2. Relatedly, optimistic errors should probably resolve through a synchronous mechanism (rather than via a promise) and not forward actions to the remote. Optimistic errors should never mutate developer-visible game state so this should be safe.

3. "Correction" errors are a bit different from timeout/connection issues in that it's still typically useful for the UI to correlate the error to the triggering action. In simultaneous move setups, being able to do this correlation seems critical to correct animations/effects.

[delucis]

1. The move.then Promise syntax is a new API as part of this proposal so we don’t need to be as careful about synchronous updates.
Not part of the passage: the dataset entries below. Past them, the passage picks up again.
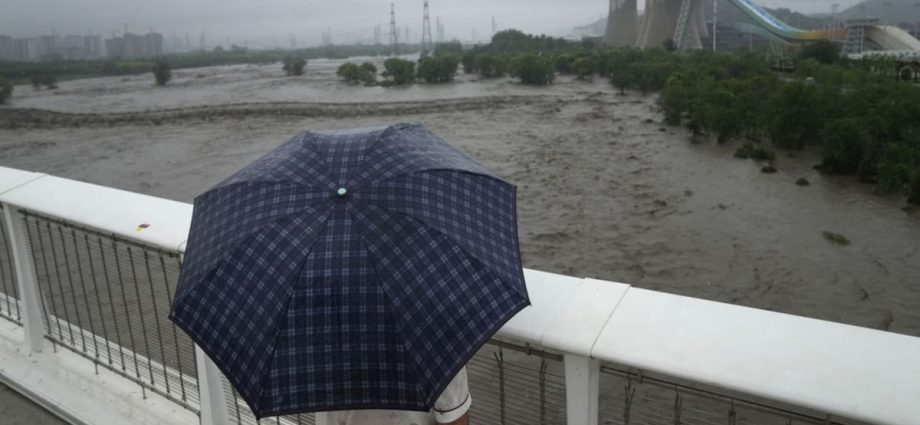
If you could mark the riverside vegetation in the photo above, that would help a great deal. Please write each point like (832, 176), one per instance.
(857, 114)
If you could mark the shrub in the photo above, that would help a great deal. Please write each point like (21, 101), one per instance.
(367, 73)
(438, 69)
(399, 71)
(755, 151)
(348, 71)
(843, 142)
(490, 66)
(583, 67)
(293, 65)
(533, 69)
(469, 61)
(161, 72)
(6, 90)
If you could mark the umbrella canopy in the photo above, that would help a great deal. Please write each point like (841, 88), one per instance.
(350, 270)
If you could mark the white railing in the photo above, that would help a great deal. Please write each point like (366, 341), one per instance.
(844, 372)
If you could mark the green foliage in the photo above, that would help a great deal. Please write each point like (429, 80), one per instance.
(795, 116)
(399, 71)
(583, 68)
(6, 90)
(449, 48)
(293, 65)
(469, 62)
(490, 65)
(162, 73)
(824, 51)
(365, 73)
(438, 69)
(842, 144)
(755, 151)
(533, 69)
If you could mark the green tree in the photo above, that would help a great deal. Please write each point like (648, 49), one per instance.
(583, 68)
(795, 116)
(843, 142)
(490, 65)
(367, 73)
(399, 71)
(438, 69)
(449, 48)
(6, 90)
(162, 73)
(824, 51)
(293, 65)
(349, 72)
(533, 69)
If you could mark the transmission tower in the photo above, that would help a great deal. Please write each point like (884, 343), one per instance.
(440, 30)
(427, 44)
(394, 35)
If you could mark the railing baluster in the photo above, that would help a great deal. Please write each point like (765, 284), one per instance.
(23, 262)
(49, 300)
(73, 292)
(582, 389)
(174, 330)
(140, 309)
(108, 288)
(156, 317)
(92, 271)
(6, 275)
(57, 273)
(124, 299)
(92, 327)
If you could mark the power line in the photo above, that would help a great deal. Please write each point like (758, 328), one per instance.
(427, 44)
(394, 36)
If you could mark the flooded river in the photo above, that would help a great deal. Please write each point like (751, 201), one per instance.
(605, 190)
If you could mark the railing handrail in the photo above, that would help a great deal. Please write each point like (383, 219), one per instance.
(844, 370)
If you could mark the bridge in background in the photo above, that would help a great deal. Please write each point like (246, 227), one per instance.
(683, 22)
(87, 274)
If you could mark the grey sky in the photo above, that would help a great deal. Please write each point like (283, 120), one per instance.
(261, 21)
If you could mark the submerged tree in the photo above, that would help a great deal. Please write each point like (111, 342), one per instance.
(293, 65)
(162, 73)
(6, 90)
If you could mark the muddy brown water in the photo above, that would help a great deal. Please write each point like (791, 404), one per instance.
(605, 190)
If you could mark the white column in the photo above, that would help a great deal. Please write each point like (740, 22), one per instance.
(24, 264)
(582, 389)
(211, 389)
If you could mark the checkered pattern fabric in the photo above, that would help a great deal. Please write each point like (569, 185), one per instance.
(313, 300)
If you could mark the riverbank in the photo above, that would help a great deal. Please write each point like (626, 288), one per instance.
(605, 189)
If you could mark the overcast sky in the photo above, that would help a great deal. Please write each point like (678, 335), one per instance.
(261, 21)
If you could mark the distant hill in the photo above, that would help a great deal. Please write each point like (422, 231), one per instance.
(892, 12)
(729, 15)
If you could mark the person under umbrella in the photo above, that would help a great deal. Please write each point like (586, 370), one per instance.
(351, 270)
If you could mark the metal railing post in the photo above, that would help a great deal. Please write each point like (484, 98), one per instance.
(211, 390)
(32, 321)
(582, 389)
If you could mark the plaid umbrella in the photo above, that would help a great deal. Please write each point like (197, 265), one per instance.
(350, 270)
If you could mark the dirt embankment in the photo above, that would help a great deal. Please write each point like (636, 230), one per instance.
(20, 118)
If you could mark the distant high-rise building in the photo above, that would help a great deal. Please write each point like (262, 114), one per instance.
(6, 48)
(92, 46)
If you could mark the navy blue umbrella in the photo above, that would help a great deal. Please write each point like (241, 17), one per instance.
(350, 270)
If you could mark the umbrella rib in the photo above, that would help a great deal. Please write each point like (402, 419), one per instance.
(435, 230)
(428, 170)
(498, 324)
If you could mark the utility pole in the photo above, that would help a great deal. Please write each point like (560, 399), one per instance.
(394, 36)
(427, 44)
(715, 20)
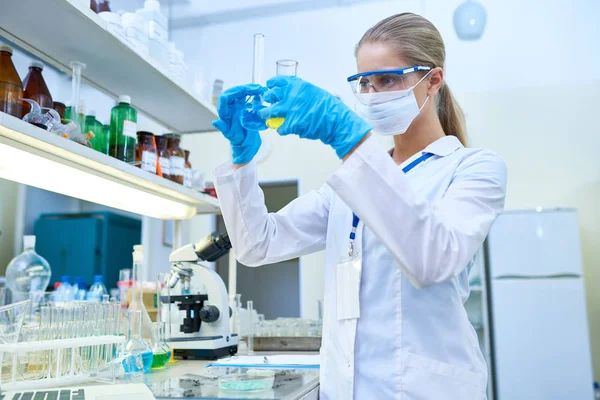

If users want to adopt the new possibilities of the call-site API they can and we always do it via a Promise exactly to support compatibility between local and remote games. In something like move B in my examples, the caller can’t know if the move requires a server roundtrip, so even if sometimes the result will be processed synchronously, always getting errors by resolving the Promise makes sense.

2. We should be able to keep the internals synchronous I guess and only the call-site API would actually involve a Promise resolving.

3. I still think that the correction errors you highlighted are more global errors like “Hey you got out of sync with your opponents” or “Hey your connection timed out. Try again?” so that’s why I’m thinking it might OK for that not to resolve at the call-site. (I do also see the drawbacks there but it seemed the best way to support optimistic call-site resolution.)

[shaoster]

Sweet. I think this puts us in a pretty good position. Whether simultaneous move corrections are "global" errors or not seems pretty minor and we can discuss those details more once this refactoring is complete.

I'll update the proposed data flow above ASAP and incorporate these changes into my dev branch in the next few days.